- January 10, 2026 | 11:30 AM - 1:30 PM
- Continental 6, Ballroom Level
8B: Outside the Home: Non-Domestic Foodways in the Roman Provinces (Colloquium)
Join Zoom here:
https://us06web.zoom.us/j/87521569634?pwd=pC2tajmddGatEl6dhB27WmwqqaKcWV.1
Sponsored by:
AIA Roman Provincial Archaeology Interest Group
Organizers:
Alex Hagler, University of British Columbia, and Marlee Miller, Institute of Fine Arts, New York University
Discussants:
Erica Rowan, Royal Holloway, University College London
Overview Statement:
This session responds directly to recent interest in food
and foodways as the underpinning of many of the larger social, economic, and
political systems that drove the Roman Empire. Previous scholarship on food in
the ancient Greek and Roman world has focused extensively on food and dining
practices in domestic contexts in Greece and Italy (e.g., Greek symposia and
private Roman banquets), and because of a proliferation of textual and visual
sources from these areas, much of the study of food in the Roman world takes
the domestic foodways of Greece and Italy as standard across the rest of the empire.

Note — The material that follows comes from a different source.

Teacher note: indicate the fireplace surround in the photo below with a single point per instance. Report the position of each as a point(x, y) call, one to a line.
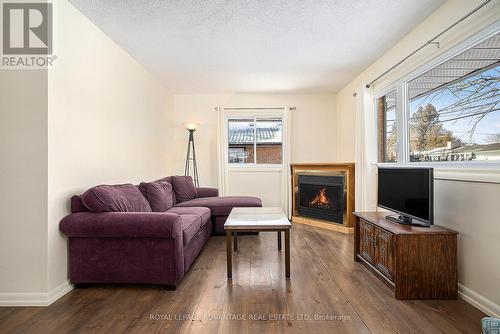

However, a host of recent scholarship has begun to show just how unique and varied foodways could be beyond the Mediterranean basin. The provinces served as the supplier for much of Rome’s food, whether grain from North Africa and Egypt, fruits from Asia Minor and the Levant, or wine from Gaul. Yet, not much scholarly attention has been paid to the food in these provinces in their own right. Many questions remain largely unanswered, including logistics and production of agricultural goods, cultivation of livestock and horticulture, and provincial dining practices in nondomestic contexts. The study of food in ritual contexts, such as funerary practices, sacrifices, and feasting, has also been widely neglected, leaving what is known to be a key component of lived experience in the ancient world understudied. Drawing on a diverse array of sites and evidence to examine the unique ways food and dining practices functioned throughout the Roman provinces, this session fills a substantial gap in the scholarship of food in the Roman world.
This session illuminates some future directions for studying food in the Roman provinces. We interrogate everything from the historiography of provincial foodways, to local Sicilian production methods of oil and wine, to the blurry line between ritual and everyday meals in Britain, and the unique dining practices of gladiators in Austria. These papers point to the value in studying provincial foodways in their own right and how doing so deepens our understanding of Roman society at large. The papers proposed have been written by an international group of early career scholars with a senior scholar acting as the discussant, drawing on a diverse set of perspectives, identities, and experiences to highlight the exciting future of this topic.